Do not choose a model from a single clean demo file. Use a small representative set first:
- 20-50 audio files that cover short clips, long meetings, silence, noise, overlapping speakers, domain vocabulary, and target languages.
- Record model name, model revision, FunASR version, device, CPU/GPU type, CUDA/PyTorch version, runtime path, batch size, and whether warmup/model download time is excluded.
- Track quality with your normal WER/CER or human review process, not only transcript readability.
- Track latency, throughput, memory, failures, and upload size limits together.

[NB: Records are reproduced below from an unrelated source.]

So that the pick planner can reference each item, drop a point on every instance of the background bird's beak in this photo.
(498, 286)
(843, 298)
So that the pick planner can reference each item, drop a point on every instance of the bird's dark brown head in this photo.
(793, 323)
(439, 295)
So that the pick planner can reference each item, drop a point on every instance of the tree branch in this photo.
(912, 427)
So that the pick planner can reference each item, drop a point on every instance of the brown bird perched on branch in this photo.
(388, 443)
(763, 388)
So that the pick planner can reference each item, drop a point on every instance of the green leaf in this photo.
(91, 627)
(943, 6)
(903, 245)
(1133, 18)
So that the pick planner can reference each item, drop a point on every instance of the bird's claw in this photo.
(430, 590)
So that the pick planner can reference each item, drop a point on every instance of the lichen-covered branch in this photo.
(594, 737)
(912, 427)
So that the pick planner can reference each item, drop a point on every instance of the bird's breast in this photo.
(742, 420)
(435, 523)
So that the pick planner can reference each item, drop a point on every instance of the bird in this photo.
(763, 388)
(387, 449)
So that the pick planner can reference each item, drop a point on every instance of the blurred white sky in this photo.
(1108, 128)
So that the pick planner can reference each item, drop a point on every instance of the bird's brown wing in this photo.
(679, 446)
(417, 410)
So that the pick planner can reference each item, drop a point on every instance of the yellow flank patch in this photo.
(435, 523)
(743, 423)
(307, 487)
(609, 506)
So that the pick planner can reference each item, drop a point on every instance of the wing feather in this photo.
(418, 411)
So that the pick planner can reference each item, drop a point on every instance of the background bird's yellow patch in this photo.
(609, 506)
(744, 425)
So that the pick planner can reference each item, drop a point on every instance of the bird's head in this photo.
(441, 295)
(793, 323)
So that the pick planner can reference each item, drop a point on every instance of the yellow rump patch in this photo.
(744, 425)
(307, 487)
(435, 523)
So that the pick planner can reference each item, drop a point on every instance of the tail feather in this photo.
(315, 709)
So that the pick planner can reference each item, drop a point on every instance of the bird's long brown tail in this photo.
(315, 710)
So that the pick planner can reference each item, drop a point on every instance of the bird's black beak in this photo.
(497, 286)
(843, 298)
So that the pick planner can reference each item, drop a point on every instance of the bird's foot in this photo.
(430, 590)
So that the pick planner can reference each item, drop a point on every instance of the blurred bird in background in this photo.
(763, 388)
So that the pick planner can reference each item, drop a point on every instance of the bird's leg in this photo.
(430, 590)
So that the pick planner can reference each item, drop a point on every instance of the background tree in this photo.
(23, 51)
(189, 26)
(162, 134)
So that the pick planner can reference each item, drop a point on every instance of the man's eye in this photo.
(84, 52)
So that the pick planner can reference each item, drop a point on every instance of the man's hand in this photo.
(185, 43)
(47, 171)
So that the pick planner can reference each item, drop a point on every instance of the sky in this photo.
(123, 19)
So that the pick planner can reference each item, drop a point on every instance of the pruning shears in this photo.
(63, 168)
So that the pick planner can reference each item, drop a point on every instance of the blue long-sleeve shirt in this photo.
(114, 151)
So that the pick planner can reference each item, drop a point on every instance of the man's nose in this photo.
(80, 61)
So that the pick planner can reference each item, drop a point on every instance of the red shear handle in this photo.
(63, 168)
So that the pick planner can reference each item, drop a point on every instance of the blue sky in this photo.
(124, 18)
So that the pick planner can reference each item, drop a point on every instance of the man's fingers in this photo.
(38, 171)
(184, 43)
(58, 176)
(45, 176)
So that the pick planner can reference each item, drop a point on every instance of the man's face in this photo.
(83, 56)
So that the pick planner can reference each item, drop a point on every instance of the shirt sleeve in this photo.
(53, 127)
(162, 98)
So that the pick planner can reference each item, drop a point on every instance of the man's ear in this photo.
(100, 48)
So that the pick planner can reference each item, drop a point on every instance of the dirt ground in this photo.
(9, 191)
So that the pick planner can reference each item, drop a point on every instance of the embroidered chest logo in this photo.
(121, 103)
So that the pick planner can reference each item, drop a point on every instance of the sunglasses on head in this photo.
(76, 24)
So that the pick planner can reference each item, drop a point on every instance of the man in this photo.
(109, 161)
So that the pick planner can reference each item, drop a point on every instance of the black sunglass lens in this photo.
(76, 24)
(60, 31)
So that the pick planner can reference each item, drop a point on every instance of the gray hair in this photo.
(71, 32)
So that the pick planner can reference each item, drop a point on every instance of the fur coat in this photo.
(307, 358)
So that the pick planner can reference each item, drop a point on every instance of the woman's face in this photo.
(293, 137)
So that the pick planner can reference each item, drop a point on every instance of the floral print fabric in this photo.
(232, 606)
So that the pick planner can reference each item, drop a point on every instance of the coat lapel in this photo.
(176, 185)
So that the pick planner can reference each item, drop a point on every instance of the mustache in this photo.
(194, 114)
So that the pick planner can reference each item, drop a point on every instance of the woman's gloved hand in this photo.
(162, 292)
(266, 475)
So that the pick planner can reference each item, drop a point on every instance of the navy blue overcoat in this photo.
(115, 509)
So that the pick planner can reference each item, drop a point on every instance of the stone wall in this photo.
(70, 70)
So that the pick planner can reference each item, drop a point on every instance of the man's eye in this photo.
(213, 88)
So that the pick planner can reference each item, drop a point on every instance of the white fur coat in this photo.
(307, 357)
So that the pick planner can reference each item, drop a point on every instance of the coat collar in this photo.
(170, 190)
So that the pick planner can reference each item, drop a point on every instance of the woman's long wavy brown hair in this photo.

- Keep at least one public sample for smoke tests and at least one private realistic sample for deployment validation.
For migration work, use the migration benchmark example and the migration guide.
- With a GPU, default to Fun-ASR-Nano — the flagship LLM-based model (31 languages), strongest on hard, contextual, and proper-noun-heavy audio.
- On CPU, or for multilingual + emotion workloads, use SenseVoice-Small (fast non-autoregressive, CPU-viable).
- Use Paraformer when your production traffic is primarily Mandarin and you want timestamps or hotwords.
- Use the streaming runtime when partial results and long-lived connections matter more than a single final transcript.
- Keep model aliases stable in production runbooks so benchmark results and bug reports are reproducible.
- Open a Deployment Help issue with model, device, command, logs, audio duration, and runtime path when you get stuck.